Headed by chief executive officer Nigel Clark, a veteran of the Island's insurance industry, RFIB Bermuda Ltd. is keen to make its mark in one of the world's leading insurance markets, through its new office at 61 Front Street.
RFIB Group chief executive Patrick Holcroft said: "The Bermuda market is too big for a broker like us not to be involved here."
The group employs some 300 people in London and placed around £400 million ($660 million) in premium last year. Its major lines include marine, non-marine reinsurance and insurance, and its North American chiefly excess and surplus lines business.
Mr. Holcroft said the brokerage was growing and expanding internationally and had four representative offices, in Tokyo, Moscow, Kiev and Dubai. The Bermuda office is different in that it will write business.
Bermuda is ideal for helping the broker expand its North American footprint, Mr. Holcroft added, but RFIB is hoping to help clients on the Island to broaden their geographical variety of business.
"For many Bermuda companies, non-US business is more difficult for them to get, but we can help them do that," Mr.
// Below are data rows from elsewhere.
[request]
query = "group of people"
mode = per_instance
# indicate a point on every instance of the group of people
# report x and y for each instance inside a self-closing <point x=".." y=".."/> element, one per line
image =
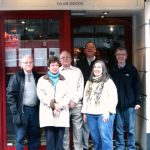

Clark said.
"The bigger brokers here — Aon Benfield, Marsh, Guy Carpenter and Willis — are more focused on one particular geographical area. We are smaller and focused on being more international and more nimble. We are a good size for this market."
For now Mr. Clark will run the business himself, but, depending on how the coming months pan out, RFIB Bermuda hopes to be able to expand to a staff of three or four by the end of the year.
RFIB Bermuda is off to a solid start in that Mr. Clark, recruited from rival broker Carvill (Bermuda) Ltd., has brought with him a major client in the form of Oil Casualty Insurance Ltd. (OCIL).
Mr. Holcroft said the company was well-financed and about 38 percent owned by Fleming Family and Partners. RFIB, which was founded in 1980, was originally owned by the Robert Fleming & Co. Bank. "We have the financial capability to drive the business," he added. Nick Foden-Pattinson is a director of RFIB Bermuda and is also the director of the group's specialty division — an area in which RFIB hopes to create some deal flow in the Bermuda market.
Mr. Holcroft said he had no doubts over Bermuda's future as a major insurance centre, despite the rhetoric that has been hurled by world leaders at offshore financial centres in recent months.
"The driver for us is not the tax position, but for our clients it's clearly an issue," Mr. Holcroft said.
"What happens here will depend heavily on what the American government decides to do. There has been a lot of rhetoric, but in my experience these things have a habit of seeming much worse than they end up being.
"I doubt that America will want to damage what's going on here."
The insurance industry had, as a whole, had come out of the financial crisis in better shape than most of the rest of the financial services industry, though there had been a few exceptions, Mr. Holcroft said.
"Rates in some areas have hardened," he added. "But with the destruction of so much capital, one would have thought that rates would have hardened much more than they have."